I heard three software startup investor “pre-pitches” in the last few weeks that all had the same big problem.
They were missing the simple startup math story about getting their first customers, creating early revenues, growing up in stages, and getting to a successful exit.
You say you don’t have customers or revenues yet, but someday your company will be big and pay back investors when you sell it?
OK. Explain how you get there in simple terms. Like this:
1) Here’s how we get our first 20 customers who pay “about this much” on average in a year without major outside investment.
2) Here’s how we get to $50K of reasonably predictable monthly revenue that doesn’t cost too much to acquire.
3) Here’s how we get to $1M-$2M of revenue with “this number” of mostly happy customers. First signs of real product-market fit.

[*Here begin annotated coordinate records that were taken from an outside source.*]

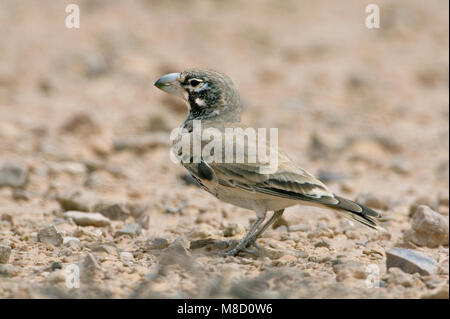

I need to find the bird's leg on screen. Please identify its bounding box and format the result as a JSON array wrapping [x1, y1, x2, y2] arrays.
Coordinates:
[[249, 209, 284, 248], [219, 214, 265, 256]]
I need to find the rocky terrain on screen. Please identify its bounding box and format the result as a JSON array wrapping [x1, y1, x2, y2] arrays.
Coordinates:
[[0, 0, 449, 298]]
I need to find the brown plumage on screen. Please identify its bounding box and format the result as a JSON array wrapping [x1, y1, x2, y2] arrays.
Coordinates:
[[155, 69, 381, 255]]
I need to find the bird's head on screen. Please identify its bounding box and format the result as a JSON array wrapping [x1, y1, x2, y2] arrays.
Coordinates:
[[155, 69, 240, 120]]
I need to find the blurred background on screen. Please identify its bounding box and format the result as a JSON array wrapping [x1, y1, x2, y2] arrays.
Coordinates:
[[0, 0, 449, 298]]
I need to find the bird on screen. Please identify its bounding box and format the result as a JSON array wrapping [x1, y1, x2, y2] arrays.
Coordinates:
[[154, 68, 383, 256]]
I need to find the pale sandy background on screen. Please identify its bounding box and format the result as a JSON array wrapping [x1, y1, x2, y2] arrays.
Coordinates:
[[0, 0, 449, 298]]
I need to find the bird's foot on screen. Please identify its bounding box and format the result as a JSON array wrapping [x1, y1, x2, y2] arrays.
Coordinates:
[[217, 238, 262, 257]]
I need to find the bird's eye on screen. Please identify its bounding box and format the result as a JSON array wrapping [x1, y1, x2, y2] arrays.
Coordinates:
[[189, 79, 203, 87]]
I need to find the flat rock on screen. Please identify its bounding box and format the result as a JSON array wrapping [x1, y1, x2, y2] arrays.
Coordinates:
[[114, 223, 142, 237], [0, 245, 11, 264], [38, 225, 64, 246], [404, 205, 449, 248], [386, 248, 438, 275], [0, 162, 28, 188], [64, 211, 111, 227]]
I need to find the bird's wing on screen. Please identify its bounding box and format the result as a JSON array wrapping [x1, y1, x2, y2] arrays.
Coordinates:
[[209, 149, 338, 204], [178, 120, 381, 229], [180, 123, 338, 204]]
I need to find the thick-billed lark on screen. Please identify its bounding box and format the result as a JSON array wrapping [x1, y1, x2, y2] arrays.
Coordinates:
[[155, 69, 381, 255]]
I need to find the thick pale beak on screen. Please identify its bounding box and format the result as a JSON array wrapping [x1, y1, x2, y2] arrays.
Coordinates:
[[155, 73, 186, 99]]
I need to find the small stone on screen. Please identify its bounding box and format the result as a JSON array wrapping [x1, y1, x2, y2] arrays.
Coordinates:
[[89, 245, 117, 255], [63, 236, 81, 247], [56, 191, 98, 212], [307, 227, 334, 238], [64, 211, 111, 227], [119, 251, 134, 265], [404, 205, 449, 248], [81, 253, 100, 281], [146, 237, 169, 250], [49, 162, 87, 176], [333, 259, 367, 282], [0, 264, 21, 277], [387, 267, 414, 287], [288, 224, 311, 232], [113, 132, 170, 152], [38, 225, 64, 246], [0, 245, 11, 264], [355, 193, 389, 210], [317, 170, 348, 183], [391, 157, 412, 175], [223, 224, 245, 237], [386, 248, 438, 275], [47, 268, 67, 285], [421, 284, 449, 300], [98, 204, 130, 221], [276, 255, 297, 266], [114, 223, 142, 237], [0, 162, 28, 188], [12, 188, 31, 201], [409, 196, 438, 217], [51, 261, 62, 271], [314, 237, 331, 248]]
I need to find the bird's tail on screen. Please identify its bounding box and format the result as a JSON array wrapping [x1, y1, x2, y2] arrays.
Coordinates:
[[327, 195, 383, 230]]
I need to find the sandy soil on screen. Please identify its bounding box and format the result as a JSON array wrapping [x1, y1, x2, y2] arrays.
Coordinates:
[[0, 0, 449, 298]]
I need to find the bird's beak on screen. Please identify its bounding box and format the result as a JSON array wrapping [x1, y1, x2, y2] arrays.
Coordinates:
[[155, 73, 186, 99]]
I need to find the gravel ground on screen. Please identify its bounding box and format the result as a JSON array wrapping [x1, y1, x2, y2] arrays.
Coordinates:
[[0, 0, 449, 298]]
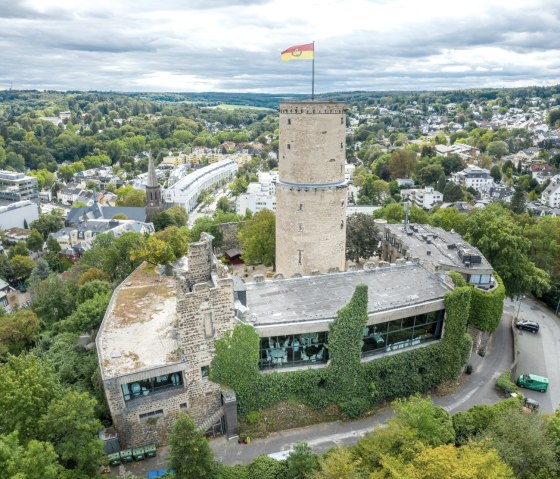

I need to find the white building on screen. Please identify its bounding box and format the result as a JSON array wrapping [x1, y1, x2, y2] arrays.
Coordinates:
[[451, 165, 494, 193], [541, 175, 560, 208], [236, 171, 278, 214], [163, 160, 238, 213], [0, 200, 39, 231]]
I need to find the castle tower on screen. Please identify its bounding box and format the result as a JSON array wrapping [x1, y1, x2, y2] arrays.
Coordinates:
[[276, 101, 348, 277], [146, 153, 163, 221]]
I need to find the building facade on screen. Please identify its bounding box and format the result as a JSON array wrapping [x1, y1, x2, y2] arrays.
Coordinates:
[[96, 236, 234, 447], [0, 170, 39, 203], [276, 102, 348, 277]]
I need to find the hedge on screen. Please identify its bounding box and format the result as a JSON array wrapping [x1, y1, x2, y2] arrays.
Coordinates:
[[469, 273, 506, 333], [210, 285, 472, 417]]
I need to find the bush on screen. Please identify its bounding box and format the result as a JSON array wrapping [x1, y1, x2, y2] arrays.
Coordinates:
[[496, 371, 517, 394]]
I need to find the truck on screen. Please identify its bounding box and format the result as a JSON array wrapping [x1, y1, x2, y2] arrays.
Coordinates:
[[517, 374, 548, 393]]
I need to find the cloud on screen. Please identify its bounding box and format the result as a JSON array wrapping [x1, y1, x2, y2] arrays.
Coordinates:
[[0, 0, 560, 93]]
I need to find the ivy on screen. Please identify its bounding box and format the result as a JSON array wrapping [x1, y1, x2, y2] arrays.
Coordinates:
[[210, 285, 472, 417], [469, 273, 506, 333]]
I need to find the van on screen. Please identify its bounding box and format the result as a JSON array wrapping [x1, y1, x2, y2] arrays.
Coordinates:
[[517, 374, 548, 393]]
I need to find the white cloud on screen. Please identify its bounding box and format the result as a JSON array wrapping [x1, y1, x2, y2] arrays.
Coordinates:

4) Here’s how we get to $5M or $10M revenue a year with “about these numbers” of happy employees, customers, and partners. Plus the ability for your business to grow much bigger as a market leader.
5) Here’s the type of business that is likely to pay a lot to acquire businesses like ours eventually (if you’re not on the unicorn/IPO track).
All the exciting things you say in your pitch are just blah-blah-blah if you can’t walk me through your simple math of growing your startup idea into an actual business that someday can be very valuable to others.
That’s the actual game you are playing, whether you raise outside funding or not!
B2B SaaS founders can do this math pretty easily using their average ACV, number of customers, and growth rates. Exit multiples are pretty well known in SaaS too.
Tech businesses that don’t have recurring revenues need more explanation than SaaS companies.
This includes media companies that monetize traffic, fintech companies with transactions, one-time app or consumable purchases, or project-based tech-enabled services. They all need a simple and stronger story from startup to growth and exit multiples.
- How many customers do you need to get to $1M revenue?
- What’s a typical multiple to acquire companies like this right now?
- About how many employees will you have at $5M revenues?
If you can’t answer those quickly and confidently, then you’re trying to raise money without knowing what your business is at the core.
Your simple math and the startup-to-scale stories don’t need to be detailed, perfect, or proven.
They just need to be clearly understandable to you, the founder, and to serious investors if you go that route.
Any investor should be to be able to repeat your simple math story to another person (spouse or investment partner) a week later and be excited about it.
Can you see how having a traction “headstart” with measurable customers, revenues and growth makes your pitch much more credible and obvious?
I invested in 8 software startups in the last year. I can repeat every one of their simple math stories to another person.
What’s your simple math startup story?